Despite only a 500 mAh battery envisaged inside the 91 x 55 x 6.5-7.5 mm body, Light believes the Light Phone 2 should run for up to five days of standby or "a few hours" of talk-time. It'll support 4G LTE, WiFi, and GPS, and will actually run a heavily-modified version of Android inside, which the company calls LightOS, on a Qualcomm MSM8909W chipset with 1GB of RAM and 8GB of storage.

There've been some other changes, too. The Light Phone 2 will act more like a standalone phone: you'll need to get it a SIM card of its own, for example. Light says that, in the US at least, it will have "a few simple plans" if you don't want to go to the effort of shopping around the traditional carriers. Some of those carriers, of course, might offer a duplicate SIM so that the same number works for both the Light Phone 2 and your regular smartphone.

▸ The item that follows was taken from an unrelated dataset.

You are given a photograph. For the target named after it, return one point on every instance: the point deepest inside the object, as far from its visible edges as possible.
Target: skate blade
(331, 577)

Expanding a product idea like this is always a tricky prospect, particularly when you're trying to respond to what a user-community is asking for. The "essential" feature that someone can't imagine living without is invariably something another person doesn't need; if you try to please them all, you end up losing track of your original premise. The Light Phone 2's idea of forming partnerships with ride-sharing, navigation, and other providers opens another potential issue: Uber, Google Maps, or others providing such services are happy to develop and update their own apps, since the audience for that is huge, but probably aren't going to be so committed to a relatively tiny user-base buying a device like this.

Still, there's no denying that the Light Phone 2 would be more practical for many. If you're convinced, the company's Indiegogo campaign has opened up now, looking for $250k. A $250 pledge gets one of the first Light Phone 2 handsets, which are expected to begin shipping in April 2019.